Sets Overview

Resources

Video Script

[slide 2]

In this video, we will introduce sets. While most people think of sets as mathematical concepts, they actually show up in a variety of places, especially in computer science. Today, we are generating and storing more data than ever before, and much of that is stored in relational databases. And what is the basis of relational databases? You got it, sets.

Sets are also critical to a lot of theoretical computer science as well. While we will not get into much of that theory, let’s just say that many of the advances in high assurance software engineering, cybersecurity, and programming languages are based on sets.

But what is a set? Basically, a set is a collection of well-defined things that are generally related to each other. For example, the students taking this course can be thought of as a set of students. The shirts in your closet can form a set of shirts. The numbers greater than 3 but less than 35 also form a set of numbers. The numbers less than 0 form another set of numbers.

The things in sets are called elements. So, if we have a set of letters, each of the letters in the set are elements of the set.

[slide 3]

So here we have an example of two sets. Set A is a set of letters and set B is another set of letters.

[slide 4]

One of the first things you might notice is that there are no duplicate letters in set A. Likewise, there are no duplicate letters in set B. This is one of the basic rules of sets, no duplicates allowed.

[slide 5]

You probably also noticed that the letters in each set are just kind of thrown in there haphazardly. Some of you who really like things neat and orderly probably want to sit down and rearrange the letters so that they are in order. You can’t do that. That’s another basic rule of sets, there is no order! In set A, you cannot say that element x comes before y.

[slide 6]

Another way of representing sets is to use what is called “set notation” as shown here. Set notation simply lists the elements of a set, enclosed by curly brackets. Now, it may look like we have ordered the set, but we have not.

[slide 7]

It is just as correct to list the elements of set A as we shown in the second line. Both of these set notation are correct and are equivalent to each other.

[slide 8]

Now, there are a couple of special sets that you need to know about. The first is the universal set. The universal set contains all elements within our “universe of interest”. So, you may be asking, what is a “universe of interest”? A universe of interest is the set of all elements within a particular context. For instance, in our example, our context is the Latin alphabet of letters. All sets are actually a subset of the universal set, which we usually represent by the uppercase letter U.

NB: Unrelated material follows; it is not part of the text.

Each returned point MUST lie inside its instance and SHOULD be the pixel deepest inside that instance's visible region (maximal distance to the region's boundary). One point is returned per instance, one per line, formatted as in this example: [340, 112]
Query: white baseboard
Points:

Then there is the opposite extreme, the empty set. The empty set contains just what it sounds like, nothing! The empty set is unique in the mathematical sense. That is, there is exactly one empty set and it doesn’t matter what universe of interest we are talking about

[slide 9]

Another important concept we need to understand when dealing with sets is that of a subset. Basically, one set is a subset of another if each of the elements in one set is also a member of the second set.

In the example shown, set B is a subset of set A, since each element of B – B, Q, and i – are also elements in A.

[advance]

This can be shown by drawing set B completely within set A in our diagram.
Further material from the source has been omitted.